Turkish airspace closed to planes carrying troops from Russia to Syria
Turkish airspace has been closed to military and civilian planes carrying troops from Russia to Syria after talks with Moscow, Turkey's state broadcaster TRT Haber cited Foreign Minister Mevlut Cavusoglu as saying.
Speaking to reporters during his flight to Uruguay on Saturday, Cavusoglu said that Turkey had been giving Russia permission to use its airspace in "three-month intervals", but that the last one expired in April.
"Henceforth the flights have stopped," Cavusoglu told reporters, adding that he conveyed the decision to his Russian counterpart Sergei Lavrov, who then relayed it to President Vladimir Putin.
There was no immediate response to Turkey's announcement from Russia, which together with Iran has been a crucial supporter of Syrian President Bashar al-Assad during the war-torn country's civil war.
Turkey has backed Syrian rebels during the conflict.
During his remarks, Cavusoglu noted that the ban would stay in place for three months and that the process is being conducted through dialogue on both the Montreux Convention and other matters.
Nato member Turkey shares a maritime border with Ukraine and Russia in the Black Sea and has been acting as a mediator between the two since Moscow's 24 February invasion.

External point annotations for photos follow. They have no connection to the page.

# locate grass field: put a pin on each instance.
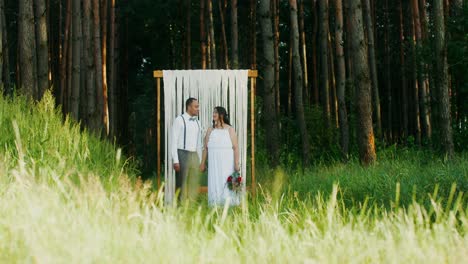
(67, 197)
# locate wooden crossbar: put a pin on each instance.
(251, 74)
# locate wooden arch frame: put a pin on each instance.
(252, 75)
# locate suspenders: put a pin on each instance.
(185, 130)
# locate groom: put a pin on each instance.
(186, 150)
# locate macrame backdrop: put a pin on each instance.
(226, 88)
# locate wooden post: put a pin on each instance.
(252, 131)
(158, 129)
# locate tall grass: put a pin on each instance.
(46, 217)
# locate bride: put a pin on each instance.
(222, 151)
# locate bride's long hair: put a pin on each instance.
(223, 116)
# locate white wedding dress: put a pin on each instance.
(220, 167)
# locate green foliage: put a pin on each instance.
(37, 136)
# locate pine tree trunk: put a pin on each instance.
(341, 80)
(323, 41)
(253, 15)
(224, 47)
(90, 70)
(363, 83)
(69, 69)
(106, 117)
(290, 78)
(112, 83)
(64, 57)
(332, 82)
(275, 14)
(214, 64)
(271, 120)
(388, 74)
(442, 80)
(414, 81)
(5, 50)
(298, 84)
(42, 47)
(423, 104)
(314, 52)
(76, 59)
(202, 34)
(234, 35)
(98, 69)
(27, 49)
(373, 66)
(188, 34)
(304, 51)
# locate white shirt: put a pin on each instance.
(193, 137)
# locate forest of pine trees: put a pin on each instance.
(337, 78)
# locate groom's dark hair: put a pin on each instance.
(189, 102)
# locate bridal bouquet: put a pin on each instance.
(234, 182)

It has supported Kyiv, but also opposed sanctions on Moscow, including measures against Russian billionaires.
During his comments on Saturday, Cavusoglu said that a "comprehensive text" is in the works as negotiations between the two sides continue.
Cavusoglu said if progress is made in negotiations, President Putin and Ukrainian President Volodymyr Zelensky had agreed that a meeting could be held in Turkey.
"We also see there is a draft joint declaration in this process. The focus is on impartiality, security, and guarantees," he said, adding that Putin and Zelensky would need to reach the final decision.
Regarding the Russian oligarchs coming to Turkey, Cavusoglu reiterated that Turkey is not participating in sanctions. "If a company wants to do business, they must comply by our and international law," he said.
Ankara relies heavily on Russian energy imports and tourists and has emerged as a safe haven for Russians fleeing sanctions, many of whom have invested in Turkish property.